The experimenter across from you, wearing a lab coat and an identification tag, places his clipboard on the table. He explains the day’s experiment. “I’m thinking of a rule which generates triples of integers,” he begins. “I’ll first give you one example of a triple conforming to the rule. Then, you must propose additional triples, and I’ll give immediate feedback: yes or no. You must try to guess the rule after submitting as few questions as possible. Ready?”

The experiment begins. “2, 4, 6.”

- You: “4, 6, 8?” Experimenter: “Yes”.
- You: “6, 8, 10?” Experimenter: “Yes”.
- You: “10, 12, 14?” Experimenter: “Yes”.

“Ascending triples of consecutive even integers?” you blurt out. “No.

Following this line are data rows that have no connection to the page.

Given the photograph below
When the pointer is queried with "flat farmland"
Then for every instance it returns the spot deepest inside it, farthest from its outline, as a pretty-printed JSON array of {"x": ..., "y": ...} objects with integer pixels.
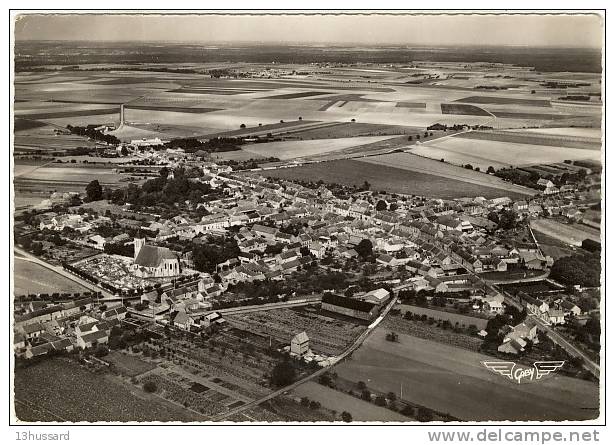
[
  {"x": 299, "y": 95},
  {"x": 392, "y": 179},
  {"x": 456, "y": 108},
  {"x": 57, "y": 114},
  {"x": 264, "y": 129},
  {"x": 455, "y": 381},
  {"x": 60, "y": 390},
  {"x": 535, "y": 138},
  {"x": 354, "y": 129},
  {"x": 73, "y": 174},
  {"x": 589, "y": 133},
  {"x": 419, "y": 164},
  {"x": 301, "y": 149},
  {"x": 568, "y": 233},
  {"x": 505, "y": 100},
  {"x": 360, "y": 410},
  {"x": 484, "y": 153},
  {"x": 127, "y": 364},
  {"x": 31, "y": 278}
]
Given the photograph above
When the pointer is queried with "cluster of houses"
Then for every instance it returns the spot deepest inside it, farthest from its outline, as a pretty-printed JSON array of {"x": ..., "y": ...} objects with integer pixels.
[
  {"x": 555, "y": 313},
  {"x": 41, "y": 328}
]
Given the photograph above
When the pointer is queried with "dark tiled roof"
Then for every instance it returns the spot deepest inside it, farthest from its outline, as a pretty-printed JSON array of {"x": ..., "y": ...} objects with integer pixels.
[{"x": 152, "y": 256}]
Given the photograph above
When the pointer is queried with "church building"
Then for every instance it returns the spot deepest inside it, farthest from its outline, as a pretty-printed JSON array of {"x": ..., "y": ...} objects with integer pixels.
[{"x": 154, "y": 262}]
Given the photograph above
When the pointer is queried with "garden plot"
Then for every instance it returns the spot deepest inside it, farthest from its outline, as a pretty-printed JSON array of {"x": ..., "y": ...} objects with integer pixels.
[
  {"x": 300, "y": 149},
  {"x": 484, "y": 153},
  {"x": 60, "y": 390},
  {"x": 451, "y": 380},
  {"x": 329, "y": 336}
]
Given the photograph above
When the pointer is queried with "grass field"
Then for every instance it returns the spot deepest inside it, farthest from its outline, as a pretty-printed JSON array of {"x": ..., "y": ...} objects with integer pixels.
[
  {"x": 471, "y": 110},
  {"x": 73, "y": 174},
  {"x": 419, "y": 164},
  {"x": 128, "y": 364},
  {"x": 573, "y": 234},
  {"x": 60, "y": 390},
  {"x": 454, "y": 381},
  {"x": 171, "y": 108},
  {"x": 484, "y": 153},
  {"x": 463, "y": 320},
  {"x": 30, "y": 278},
  {"x": 413, "y": 105},
  {"x": 534, "y": 138},
  {"x": 505, "y": 100},
  {"x": 590, "y": 133},
  {"x": 360, "y": 410},
  {"x": 355, "y": 129},
  {"x": 301, "y": 149},
  {"x": 531, "y": 116},
  {"x": 68, "y": 113},
  {"x": 384, "y": 177},
  {"x": 298, "y": 95}
]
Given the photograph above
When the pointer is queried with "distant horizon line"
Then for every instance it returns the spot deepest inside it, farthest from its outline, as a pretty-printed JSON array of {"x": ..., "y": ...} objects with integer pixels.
[{"x": 298, "y": 43}]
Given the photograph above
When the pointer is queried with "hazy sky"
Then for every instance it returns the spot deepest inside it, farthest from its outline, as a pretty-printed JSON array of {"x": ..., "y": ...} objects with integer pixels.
[{"x": 532, "y": 30}]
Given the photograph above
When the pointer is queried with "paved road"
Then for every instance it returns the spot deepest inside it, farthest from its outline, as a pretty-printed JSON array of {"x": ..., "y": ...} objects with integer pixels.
[
  {"x": 560, "y": 340},
  {"x": 555, "y": 336},
  {"x": 26, "y": 256},
  {"x": 358, "y": 342}
]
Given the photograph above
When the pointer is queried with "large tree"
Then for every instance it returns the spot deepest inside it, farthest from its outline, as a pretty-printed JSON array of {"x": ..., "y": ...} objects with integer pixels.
[{"x": 364, "y": 248}]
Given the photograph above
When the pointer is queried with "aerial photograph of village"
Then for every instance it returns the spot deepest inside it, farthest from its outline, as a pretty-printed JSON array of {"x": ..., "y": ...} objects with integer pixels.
[{"x": 236, "y": 230}]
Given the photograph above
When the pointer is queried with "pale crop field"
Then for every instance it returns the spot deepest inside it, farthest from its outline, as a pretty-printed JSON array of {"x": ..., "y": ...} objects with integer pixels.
[
  {"x": 569, "y": 234},
  {"x": 592, "y": 133},
  {"x": 299, "y": 149},
  {"x": 411, "y": 162},
  {"x": 482, "y": 153},
  {"x": 73, "y": 174},
  {"x": 452, "y": 380}
]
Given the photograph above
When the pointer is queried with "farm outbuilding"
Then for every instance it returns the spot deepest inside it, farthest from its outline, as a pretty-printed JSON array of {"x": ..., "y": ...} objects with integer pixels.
[{"x": 300, "y": 344}]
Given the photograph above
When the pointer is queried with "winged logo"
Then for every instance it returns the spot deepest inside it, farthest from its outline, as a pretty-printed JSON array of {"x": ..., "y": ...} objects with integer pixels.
[
  {"x": 546, "y": 368},
  {"x": 502, "y": 368}
]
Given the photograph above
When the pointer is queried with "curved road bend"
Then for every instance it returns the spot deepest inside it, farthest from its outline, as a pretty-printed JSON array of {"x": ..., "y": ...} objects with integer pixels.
[{"x": 358, "y": 342}]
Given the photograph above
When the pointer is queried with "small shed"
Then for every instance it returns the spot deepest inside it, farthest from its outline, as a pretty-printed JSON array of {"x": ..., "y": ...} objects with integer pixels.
[{"x": 300, "y": 344}]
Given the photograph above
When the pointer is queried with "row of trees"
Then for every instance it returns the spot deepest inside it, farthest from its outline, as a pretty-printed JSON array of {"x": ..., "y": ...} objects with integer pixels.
[{"x": 91, "y": 132}]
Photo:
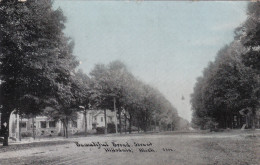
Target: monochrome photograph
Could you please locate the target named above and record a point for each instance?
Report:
(129, 82)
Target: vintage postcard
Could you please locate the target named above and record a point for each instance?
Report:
(129, 82)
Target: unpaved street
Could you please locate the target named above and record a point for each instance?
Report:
(218, 148)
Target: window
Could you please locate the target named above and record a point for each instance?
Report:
(74, 124)
(23, 124)
(43, 124)
(52, 124)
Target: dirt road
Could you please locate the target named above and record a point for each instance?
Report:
(179, 149)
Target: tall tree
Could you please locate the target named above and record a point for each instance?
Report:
(35, 55)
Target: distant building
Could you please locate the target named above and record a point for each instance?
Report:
(44, 126)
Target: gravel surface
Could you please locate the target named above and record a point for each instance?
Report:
(165, 149)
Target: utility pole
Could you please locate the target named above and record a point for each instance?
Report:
(115, 114)
(85, 121)
(105, 116)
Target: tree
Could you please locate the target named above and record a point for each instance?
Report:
(35, 56)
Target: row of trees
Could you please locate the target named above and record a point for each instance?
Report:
(39, 73)
(230, 86)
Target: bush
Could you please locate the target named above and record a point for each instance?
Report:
(26, 134)
(100, 130)
(111, 128)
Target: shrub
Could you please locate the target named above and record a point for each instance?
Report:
(111, 128)
(26, 134)
(100, 130)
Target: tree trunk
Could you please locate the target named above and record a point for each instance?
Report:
(33, 128)
(130, 123)
(115, 114)
(120, 122)
(85, 121)
(105, 116)
(125, 122)
(5, 117)
(138, 127)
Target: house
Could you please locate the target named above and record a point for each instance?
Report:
(44, 126)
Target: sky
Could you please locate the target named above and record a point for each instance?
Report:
(166, 44)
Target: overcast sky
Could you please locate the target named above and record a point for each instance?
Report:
(166, 44)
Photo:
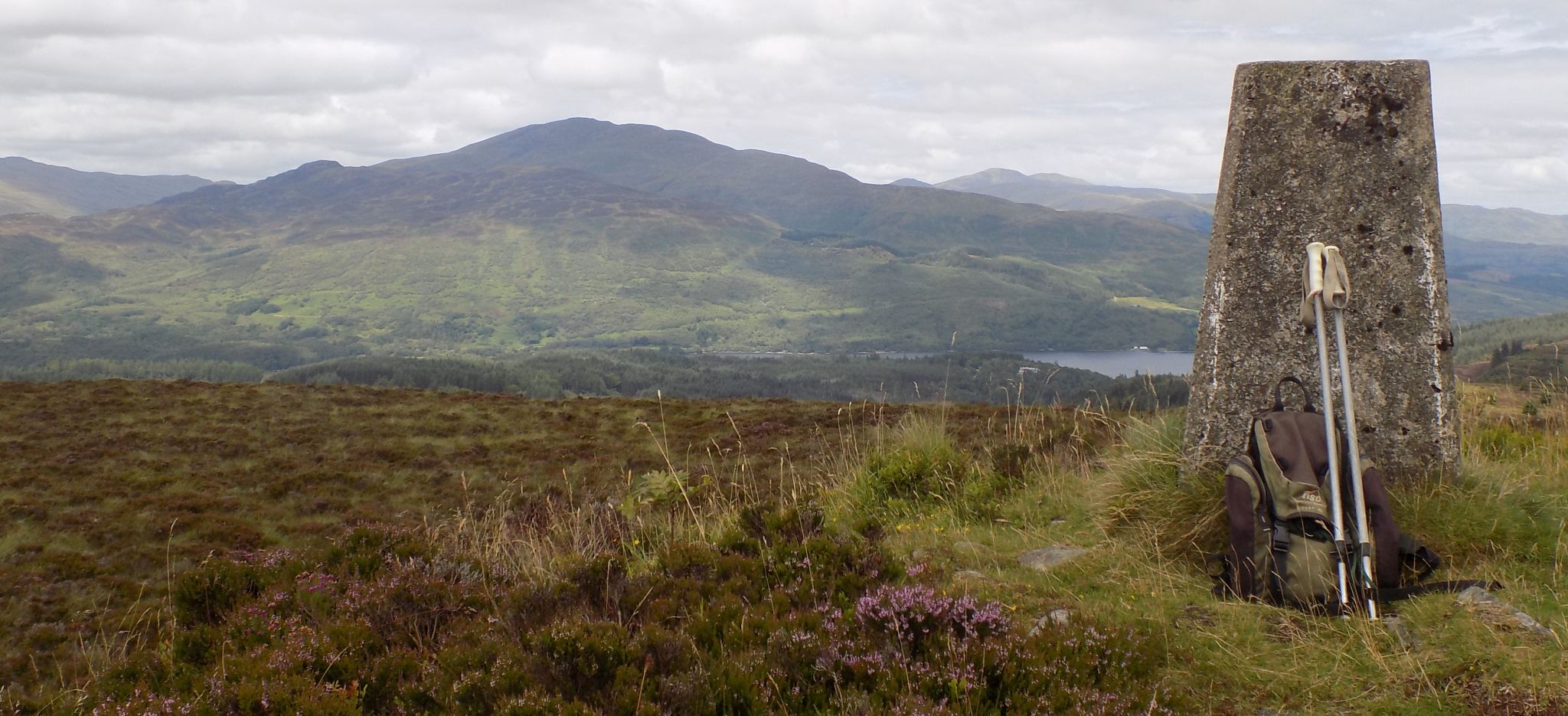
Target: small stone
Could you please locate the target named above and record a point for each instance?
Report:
(1402, 635)
(1496, 610)
(1056, 618)
(1050, 557)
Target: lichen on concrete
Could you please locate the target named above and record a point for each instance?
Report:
(1340, 152)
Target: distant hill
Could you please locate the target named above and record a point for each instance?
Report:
(1501, 262)
(30, 187)
(1071, 193)
(585, 234)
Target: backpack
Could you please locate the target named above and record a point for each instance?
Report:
(1282, 528)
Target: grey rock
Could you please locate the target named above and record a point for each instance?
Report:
(1047, 558)
(1340, 152)
(1056, 618)
(1488, 603)
(1402, 633)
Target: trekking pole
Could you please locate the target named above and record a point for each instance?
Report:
(1338, 295)
(1313, 293)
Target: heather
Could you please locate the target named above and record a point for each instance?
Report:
(778, 616)
(184, 548)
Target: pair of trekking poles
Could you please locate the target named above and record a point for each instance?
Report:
(1325, 286)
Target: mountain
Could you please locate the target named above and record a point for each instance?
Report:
(586, 234)
(1504, 224)
(30, 187)
(1194, 212)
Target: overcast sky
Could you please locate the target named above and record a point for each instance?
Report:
(1114, 91)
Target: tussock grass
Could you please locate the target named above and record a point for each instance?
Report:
(941, 500)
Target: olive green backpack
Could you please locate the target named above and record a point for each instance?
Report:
(1282, 527)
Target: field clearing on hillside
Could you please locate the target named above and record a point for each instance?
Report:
(110, 486)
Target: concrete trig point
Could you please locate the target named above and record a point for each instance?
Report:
(1340, 152)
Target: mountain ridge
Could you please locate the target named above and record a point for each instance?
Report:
(496, 250)
(34, 187)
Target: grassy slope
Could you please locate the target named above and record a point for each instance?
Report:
(1024, 480)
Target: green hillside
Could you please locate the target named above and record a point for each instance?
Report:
(179, 548)
(501, 248)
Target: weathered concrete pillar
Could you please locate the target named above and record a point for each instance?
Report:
(1340, 152)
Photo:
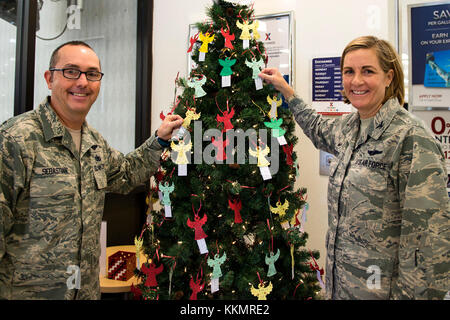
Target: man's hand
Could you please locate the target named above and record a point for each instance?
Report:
(274, 77)
(170, 123)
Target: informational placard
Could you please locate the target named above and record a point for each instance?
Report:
(439, 123)
(276, 34)
(327, 86)
(429, 63)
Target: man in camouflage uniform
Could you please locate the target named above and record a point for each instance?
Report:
(388, 235)
(53, 184)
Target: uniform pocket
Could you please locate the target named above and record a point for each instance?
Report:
(100, 179)
(51, 205)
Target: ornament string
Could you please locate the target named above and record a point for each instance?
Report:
(271, 235)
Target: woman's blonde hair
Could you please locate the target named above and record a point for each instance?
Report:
(387, 58)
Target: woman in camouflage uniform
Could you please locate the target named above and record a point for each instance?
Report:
(388, 235)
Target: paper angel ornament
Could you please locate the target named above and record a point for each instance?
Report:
(226, 71)
(245, 35)
(281, 209)
(228, 38)
(260, 154)
(206, 39)
(288, 149)
(236, 206)
(277, 132)
(197, 84)
(226, 119)
(270, 261)
(181, 148)
(166, 190)
(254, 27)
(138, 244)
(217, 272)
(151, 271)
(221, 154)
(192, 40)
(215, 264)
(262, 292)
(190, 115)
(200, 235)
(196, 288)
(263, 163)
(274, 104)
(256, 67)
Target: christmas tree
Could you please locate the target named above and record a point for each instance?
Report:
(230, 226)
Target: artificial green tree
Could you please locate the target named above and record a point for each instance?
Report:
(250, 221)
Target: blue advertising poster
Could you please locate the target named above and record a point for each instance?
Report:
(430, 55)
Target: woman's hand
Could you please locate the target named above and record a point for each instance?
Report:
(274, 77)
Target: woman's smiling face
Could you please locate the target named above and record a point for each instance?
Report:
(364, 81)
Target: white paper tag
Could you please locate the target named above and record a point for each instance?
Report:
(273, 110)
(182, 170)
(214, 285)
(179, 133)
(265, 172)
(202, 246)
(281, 140)
(103, 257)
(258, 83)
(168, 211)
(285, 225)
(226, 81)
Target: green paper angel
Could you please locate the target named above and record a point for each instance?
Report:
(166, 190)
(270, 261)
(215, 264)
(226, 64)
(256, 66)
(197, 84)
(275, 125)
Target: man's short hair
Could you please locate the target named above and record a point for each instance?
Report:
(54, 57)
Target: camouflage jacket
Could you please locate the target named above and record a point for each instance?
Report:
(52, 203)
(388, 222)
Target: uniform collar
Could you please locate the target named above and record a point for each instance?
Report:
(51, 125)
(380, 122)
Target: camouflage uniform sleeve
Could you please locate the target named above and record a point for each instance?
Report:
(127, 172)
(319, 130)
(12, 177)
(424, 248)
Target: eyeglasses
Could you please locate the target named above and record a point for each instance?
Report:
(71, 73)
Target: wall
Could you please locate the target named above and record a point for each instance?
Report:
(323, 28)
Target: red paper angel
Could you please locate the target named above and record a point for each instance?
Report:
(196, 288)
(137, 293)
(221, 155)
(193, 40)
(151, 271)
(226, 119)
(288, 150)
(236, 206)
(228, 38)
(197, 226)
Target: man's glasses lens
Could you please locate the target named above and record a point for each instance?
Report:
(70, 73)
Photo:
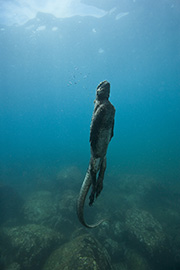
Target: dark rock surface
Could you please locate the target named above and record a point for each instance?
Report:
(147, 234)
(29, 245)
(83, 252)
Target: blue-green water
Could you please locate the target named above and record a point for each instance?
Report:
(49, 70)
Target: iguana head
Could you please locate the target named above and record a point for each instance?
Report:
(103, 90)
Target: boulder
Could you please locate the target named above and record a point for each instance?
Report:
(83, 252)
(147, 235)
(29, 245)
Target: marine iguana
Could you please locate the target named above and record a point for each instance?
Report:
(101, 132)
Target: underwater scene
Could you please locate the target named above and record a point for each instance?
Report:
(57, 127)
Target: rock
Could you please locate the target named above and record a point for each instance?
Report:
(82, 253)
(40, 208)
(147, 234)
(29, 245)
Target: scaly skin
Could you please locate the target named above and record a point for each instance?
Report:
(101, 132)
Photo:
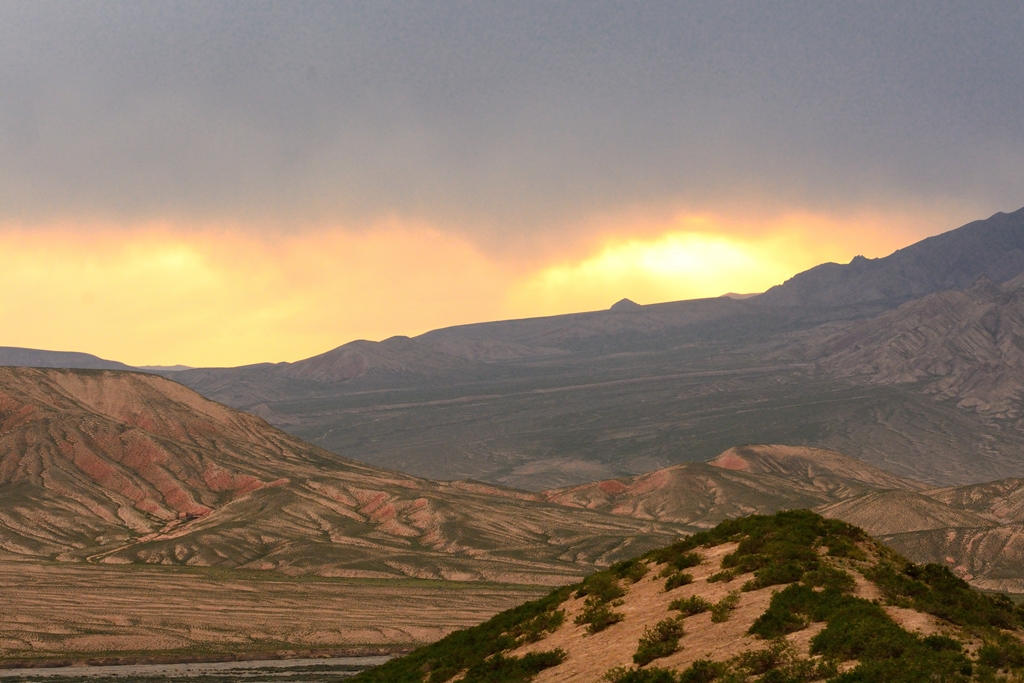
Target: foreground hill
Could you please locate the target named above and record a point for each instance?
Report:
(741, 480)
(976, 530)
(126, 468)
(793, 597)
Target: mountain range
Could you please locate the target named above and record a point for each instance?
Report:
(878, 358)
(792, 597)
(128, 468)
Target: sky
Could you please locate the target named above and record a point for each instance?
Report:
(217, 183)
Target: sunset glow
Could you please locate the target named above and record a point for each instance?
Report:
(224, 297)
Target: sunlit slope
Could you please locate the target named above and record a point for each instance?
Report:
(123, 467)
(974, 530)
(792, 597)
(739, 481)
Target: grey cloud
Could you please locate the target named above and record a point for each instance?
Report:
(507, 116)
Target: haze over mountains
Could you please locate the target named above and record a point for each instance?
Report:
(907, 363)
(879, 358)
(114, 468)
(607, 419)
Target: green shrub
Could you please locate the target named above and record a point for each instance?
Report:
(627, 675)
(501, 669)
(702, 671)
(1003, 652)
(690, 606)
(775, 573)
(933, 589)
(602, 586)
(830, 578)
(462, 650)
(535, 629)
(658, 641)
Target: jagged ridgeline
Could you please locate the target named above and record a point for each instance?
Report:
(788, 597)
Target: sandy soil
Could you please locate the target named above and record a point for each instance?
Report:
(59, 610)
(591, 655)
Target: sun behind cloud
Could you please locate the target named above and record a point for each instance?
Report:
(223, 296)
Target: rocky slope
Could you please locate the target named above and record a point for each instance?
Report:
(32, 357)
(742, 480)
(976, 530)
(124, 467)
(792, 597)
(963, 346)
(992, 248)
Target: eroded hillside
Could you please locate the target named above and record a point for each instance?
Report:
(792, 597)
(113, 467)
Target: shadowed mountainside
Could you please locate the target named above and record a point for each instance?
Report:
(962, 346)
(32, 357)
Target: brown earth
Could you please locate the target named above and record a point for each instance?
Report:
(66, 612)
(112, 467)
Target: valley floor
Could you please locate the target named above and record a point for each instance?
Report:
(70, 613)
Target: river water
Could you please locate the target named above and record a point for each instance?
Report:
(276, 671)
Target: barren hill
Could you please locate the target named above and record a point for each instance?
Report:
(123, 467)
(975, 530)
(963, 346)
(739, 481)
(793, 597)
(822, 360)
(32, 357)
(992, 248)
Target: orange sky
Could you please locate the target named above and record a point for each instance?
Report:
(222, 296)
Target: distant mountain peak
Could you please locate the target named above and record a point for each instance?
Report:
(626, 304)
(992, 248)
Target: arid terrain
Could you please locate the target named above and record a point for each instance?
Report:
(119, 468)
(498, 458)
(791, 594)
(907, 363)
(76, 612)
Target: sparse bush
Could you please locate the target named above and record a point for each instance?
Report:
(691, 605)
(1001, 652)
(601, 586)
(702, 671)
(633, 570)
(775, 573)
(501, 669)
(723, 577)
(933, 589)
(830, 578)
(628, 675)
(658, 641)
(535, 629)
(721, 610)
(598, 615)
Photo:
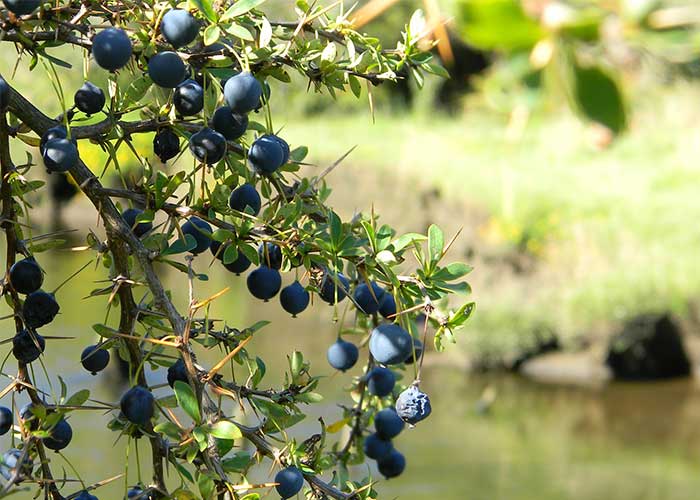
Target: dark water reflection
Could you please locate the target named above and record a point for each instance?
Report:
(622, 442)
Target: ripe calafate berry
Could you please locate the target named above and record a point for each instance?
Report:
(166, 144)
(208, 146)
(94, 359)
(4, 94)
(294, 298)
(368, 299)
(177, 371)
(26, 276)
(90, 98)
(27, 346)
(412, 405)
(264, 283)
(388, 306)
(201, 231)
(166, 69)
(242, 92)
(390, 344)
(137, 405)
(111, 49)
(342, 355)
(129, 215)
(39, 309)
(266, 155)
(417, 352)
(376, 447)
(388, 424)
(188, 98)
(380, 381)
(392, 465)
(290, 481)
(6, 420)
(334, 287)
(179, 28)
(245, 198)
(21, 7)
(229, 124)
(60, 436)
(60, 155)
(270, 255)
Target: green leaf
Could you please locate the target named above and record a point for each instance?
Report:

Ascending sequences in general,” the experimenter responds, as he leans back and disdainfully scribbles something on his board. You’ve been defeated.

The famous *Wason’s 2-4-6 Task* was designed by P. C. Wason in 1960 [1] to investigate hypothesis-testing behavior in subjects. Wason’s experiment systematically exhibited the prevalence of what’s today called *confirmation bias* *–* most subjects sought only to confirm their own hypotheses, and rarely to refute them. We never tried a sequence which did *not* consist of consecutive even numbers! The sequence (20, 26, 48) would have still produced a yes, as would have (1, 2, 3); only if we had tried, say, (8, 3, 6) or even (6, 4, 2) would we have finally received a no. In Wason’s original experiment, only 6 of 29 subjects guessed correctly on their first attempt. Confirmation bias is one of humans’ most prominent and misleading cognitive biases.

**Generality**

The hypothesis-testing strategy we demonstrated above was surely a poor one. We must test against our own pet strategies! But it’s not especially clear what a better strategy would have looked like.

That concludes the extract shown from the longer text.